The thing is really that unless making money is outdated, neither of these companies can really be viewed as doing anything particularly unwise here. Both company’s games sell like hotcakes and get rave reviews. Naughty Dog and Rockstar games account for an absurd number of the top-selling games of the last decade.

It’s pretty much an academic argument as to if they are “outdated” or not. Plenty of people still play NES and SNES games regularly. Simply being outdated is not really a good enough reason to change if your target audience is still paying you money to make the games you are making.

When it comes to The Last of Us specifically, this is an actually welcome comment in a sea of bad hot takes. What u/GameDesignerDude smartly does is find a middle-ground: provide an argument for why the design can or should remain outdated (financial incentive), indulging defenders of the game, yet also acknowledges the game’s detractors by taking the stance that it is creaky design, even if that’s the commercially viable route.
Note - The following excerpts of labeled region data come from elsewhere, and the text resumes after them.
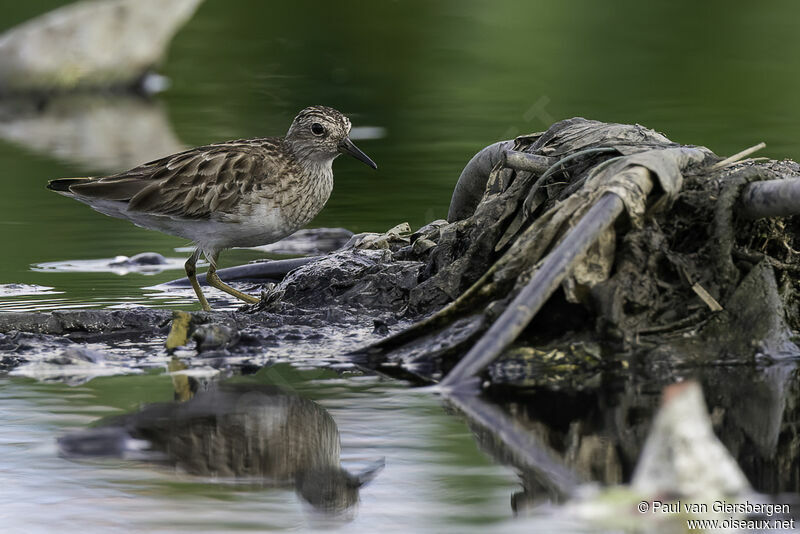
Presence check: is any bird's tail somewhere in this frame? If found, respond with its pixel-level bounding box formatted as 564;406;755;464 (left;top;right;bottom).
47;178;92;193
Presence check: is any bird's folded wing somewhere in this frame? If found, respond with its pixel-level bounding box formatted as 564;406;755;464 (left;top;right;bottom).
70;139;280;218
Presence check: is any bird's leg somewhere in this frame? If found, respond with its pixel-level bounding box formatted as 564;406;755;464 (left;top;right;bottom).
184;248;211;311
206;254;261;304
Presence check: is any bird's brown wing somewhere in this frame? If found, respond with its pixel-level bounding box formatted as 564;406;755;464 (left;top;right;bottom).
69;138;286;222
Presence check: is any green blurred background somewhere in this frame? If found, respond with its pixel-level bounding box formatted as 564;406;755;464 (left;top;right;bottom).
0;0;800;309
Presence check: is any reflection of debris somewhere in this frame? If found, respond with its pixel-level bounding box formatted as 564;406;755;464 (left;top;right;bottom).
0;284;61;297
9;346;142;385
0;0;200;92
32;252;185;275
0;94;184;172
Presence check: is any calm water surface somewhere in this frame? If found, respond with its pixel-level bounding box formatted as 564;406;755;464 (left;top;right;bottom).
0;0;800;532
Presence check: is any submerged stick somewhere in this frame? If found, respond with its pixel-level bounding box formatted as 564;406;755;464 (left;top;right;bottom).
164;256;322;287
444;393;582;497
441;166;653;387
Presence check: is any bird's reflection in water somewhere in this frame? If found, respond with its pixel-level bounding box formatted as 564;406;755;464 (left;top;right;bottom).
58;384;383;514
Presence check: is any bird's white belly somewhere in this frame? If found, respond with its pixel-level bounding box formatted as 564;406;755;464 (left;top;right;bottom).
91;201;304;253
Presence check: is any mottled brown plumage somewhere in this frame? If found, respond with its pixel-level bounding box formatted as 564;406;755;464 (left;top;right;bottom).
48;106;377;309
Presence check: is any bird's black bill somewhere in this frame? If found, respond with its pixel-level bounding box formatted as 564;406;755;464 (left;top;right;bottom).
339;137;378;169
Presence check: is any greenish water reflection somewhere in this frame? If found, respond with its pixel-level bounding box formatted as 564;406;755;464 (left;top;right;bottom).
0;0;800;308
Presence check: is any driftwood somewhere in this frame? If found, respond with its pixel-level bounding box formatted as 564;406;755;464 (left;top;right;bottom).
357;119;800;387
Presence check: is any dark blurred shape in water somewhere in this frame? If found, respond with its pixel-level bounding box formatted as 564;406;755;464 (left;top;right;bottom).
0;0;202;92
58;384;383;513
0;93;184;172
456;362;800;512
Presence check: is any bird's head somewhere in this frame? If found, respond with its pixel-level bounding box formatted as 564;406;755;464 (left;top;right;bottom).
286;106;378;169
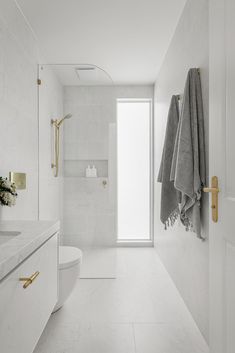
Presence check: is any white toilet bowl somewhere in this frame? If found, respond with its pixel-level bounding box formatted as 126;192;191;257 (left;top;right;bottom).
53;246;82;313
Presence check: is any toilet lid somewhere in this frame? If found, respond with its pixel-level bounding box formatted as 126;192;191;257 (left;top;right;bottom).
59;246;82;269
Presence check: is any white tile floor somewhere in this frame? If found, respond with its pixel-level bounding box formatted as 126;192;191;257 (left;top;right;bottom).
34;248;208;353
80;248;117;279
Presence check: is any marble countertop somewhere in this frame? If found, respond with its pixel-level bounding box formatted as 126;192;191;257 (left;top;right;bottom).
0;221;60;281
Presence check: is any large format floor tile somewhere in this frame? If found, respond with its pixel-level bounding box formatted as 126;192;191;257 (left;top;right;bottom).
34;248;208;353
134;323;208;353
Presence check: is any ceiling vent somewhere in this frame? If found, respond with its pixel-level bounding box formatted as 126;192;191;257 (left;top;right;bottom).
75;65;110;85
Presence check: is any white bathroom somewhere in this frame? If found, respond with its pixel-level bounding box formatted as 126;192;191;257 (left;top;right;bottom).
0;0;235;353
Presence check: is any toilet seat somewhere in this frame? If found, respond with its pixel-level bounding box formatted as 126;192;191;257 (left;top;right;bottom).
59;246;82;270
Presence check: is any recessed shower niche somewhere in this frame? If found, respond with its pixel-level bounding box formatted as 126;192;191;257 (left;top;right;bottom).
39;64;116;278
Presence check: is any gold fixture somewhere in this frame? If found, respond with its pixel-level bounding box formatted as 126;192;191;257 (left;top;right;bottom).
19;271;40;289
102;180;108;188
203;176;219;222
9;172;26;190
51;114;72;177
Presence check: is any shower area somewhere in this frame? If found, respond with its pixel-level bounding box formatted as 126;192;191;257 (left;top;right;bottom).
39;64;117;278
38;64;153;278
What I find especially interesting is the second part of this comment (mostly because I had trouble understanding it). I’m not sure what they mean by an “academic argument.” I can’t tell if they’re talking about the original video and the creator’s evidence, or if they’re citing NES/SNES players as evidence of successful yet outdated games (I can’t imagine this — so many less people play NES/SNES games than PS4 games). I’m intrigued by this route because it seemingly tries to lump a small minority of retro game players, leveraging games for their archival purposes, as evidence of commercial viability. I think what u/GameDesignerDude meant to say was that plenty of modern AAA games update design made popular by NES/SNES games — modern Mario, Zelda, etc. — not that 20+ year old games are being played regularly.

If I were a commenter, I would take this argument to heart: look to how many design decisions are driven by usability and commercial viability. Even outside the realm of what we think is commercially driven design, such as microtransactions or live-service elements.